Here is a book that aches for the past, and a place. It’s about a childhood on a Zimbabwean farm, and let me tell you it is not recommended reading for the English winter. The author is about ten years older than me, and so bears the unfortunate burden of actually remembering the war. This makes her childhood days on the farm somewhat hair-raising. The farm they live on, Rainbow’s End, was previously owned by a family who were killed by guerillas in the war. One of the family was a little boy who SAT NEXT TO HER IN CLASS. When she moves in she finds HUMAN BLOOD ON HER WARDROBE DOOR.
And then apparently she goes on to have a blissful childhood, as the farm is also a game reserve, and she is mad for horses. She is also big on Zimbabwean food, which I enjoyed, it is not often I hear the joys of Mazowe described as they should be. In any case, it was interesting to read what it was like for young people to see the end of the war, and how it changed their perspective on what it had all been for. I am glad to be spared that burden.

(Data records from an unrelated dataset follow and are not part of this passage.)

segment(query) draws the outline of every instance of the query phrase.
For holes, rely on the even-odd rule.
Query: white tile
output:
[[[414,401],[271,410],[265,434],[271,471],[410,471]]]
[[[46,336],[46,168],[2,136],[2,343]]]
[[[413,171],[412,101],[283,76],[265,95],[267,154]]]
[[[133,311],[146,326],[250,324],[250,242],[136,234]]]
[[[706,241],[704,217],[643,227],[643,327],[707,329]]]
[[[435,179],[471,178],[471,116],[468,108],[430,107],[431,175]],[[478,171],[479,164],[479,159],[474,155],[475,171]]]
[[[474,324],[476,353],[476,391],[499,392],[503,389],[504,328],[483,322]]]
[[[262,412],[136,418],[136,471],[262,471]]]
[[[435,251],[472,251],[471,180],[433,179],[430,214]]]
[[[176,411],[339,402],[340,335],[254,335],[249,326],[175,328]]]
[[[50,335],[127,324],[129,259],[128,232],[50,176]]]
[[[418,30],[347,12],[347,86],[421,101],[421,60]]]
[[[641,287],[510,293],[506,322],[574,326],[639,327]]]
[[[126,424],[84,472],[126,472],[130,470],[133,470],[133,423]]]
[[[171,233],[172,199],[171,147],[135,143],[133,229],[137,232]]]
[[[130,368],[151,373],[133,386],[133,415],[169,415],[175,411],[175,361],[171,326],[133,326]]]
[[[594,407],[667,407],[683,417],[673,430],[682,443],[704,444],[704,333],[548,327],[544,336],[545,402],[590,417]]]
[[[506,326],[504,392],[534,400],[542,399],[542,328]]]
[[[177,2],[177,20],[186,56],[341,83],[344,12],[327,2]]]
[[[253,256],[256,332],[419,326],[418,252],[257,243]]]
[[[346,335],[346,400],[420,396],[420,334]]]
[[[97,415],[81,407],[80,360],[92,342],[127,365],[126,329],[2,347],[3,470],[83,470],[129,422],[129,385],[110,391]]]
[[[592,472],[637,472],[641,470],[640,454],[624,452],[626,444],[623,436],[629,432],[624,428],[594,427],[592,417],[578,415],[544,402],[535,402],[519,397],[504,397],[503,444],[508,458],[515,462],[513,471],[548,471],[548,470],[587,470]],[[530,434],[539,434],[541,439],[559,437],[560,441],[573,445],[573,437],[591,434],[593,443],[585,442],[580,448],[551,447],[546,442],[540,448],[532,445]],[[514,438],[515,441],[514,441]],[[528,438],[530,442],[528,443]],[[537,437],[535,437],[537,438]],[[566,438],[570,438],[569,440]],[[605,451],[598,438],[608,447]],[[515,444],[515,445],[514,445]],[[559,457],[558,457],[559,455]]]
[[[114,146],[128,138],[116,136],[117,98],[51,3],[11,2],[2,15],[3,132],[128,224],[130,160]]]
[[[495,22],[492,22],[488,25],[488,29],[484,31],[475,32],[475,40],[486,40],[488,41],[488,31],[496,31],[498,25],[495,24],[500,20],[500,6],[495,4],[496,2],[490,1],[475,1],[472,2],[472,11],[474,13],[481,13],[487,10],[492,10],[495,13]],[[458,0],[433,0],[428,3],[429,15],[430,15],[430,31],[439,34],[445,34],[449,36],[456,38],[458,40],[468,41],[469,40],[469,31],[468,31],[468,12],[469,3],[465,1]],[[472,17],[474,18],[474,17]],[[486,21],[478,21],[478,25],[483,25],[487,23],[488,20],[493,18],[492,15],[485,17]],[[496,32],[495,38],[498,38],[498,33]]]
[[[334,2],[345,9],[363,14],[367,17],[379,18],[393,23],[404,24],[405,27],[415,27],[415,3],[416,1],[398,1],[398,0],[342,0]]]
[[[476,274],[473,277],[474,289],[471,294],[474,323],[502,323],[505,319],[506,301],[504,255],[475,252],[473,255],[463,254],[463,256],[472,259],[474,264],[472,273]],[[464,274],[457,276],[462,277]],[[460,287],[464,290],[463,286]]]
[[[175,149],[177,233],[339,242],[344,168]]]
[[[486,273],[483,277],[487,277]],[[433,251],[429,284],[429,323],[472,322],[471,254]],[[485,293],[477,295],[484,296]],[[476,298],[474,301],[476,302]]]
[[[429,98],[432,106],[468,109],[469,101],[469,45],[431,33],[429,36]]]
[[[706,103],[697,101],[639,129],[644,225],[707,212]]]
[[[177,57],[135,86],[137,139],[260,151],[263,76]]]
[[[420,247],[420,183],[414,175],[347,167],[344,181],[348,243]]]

I was struck by how much of Zim life is unchanged form the war. She talked about people ‘making a plan’ which I thought was a more modern framing, to do with our current issues, but apparently not. The book is full of the beauty of the landscape, and of dread. Here is an example sentence:
In late 1979, when our friends Bev and Fred Bradnick (in whose garden Lisa had once found a live grenade) were firebombed by terrorists on their farm on the Lowood Road . .
Can you believe that finding a live grenade is just a parenthesis? In other memoirs that would be a chapter. Bizarrely, what ages the author the most is not the blood on wardrobe doors, or the dead horses, but the discovery her father is having an affair. But there you go, I guess everyone has their own problems.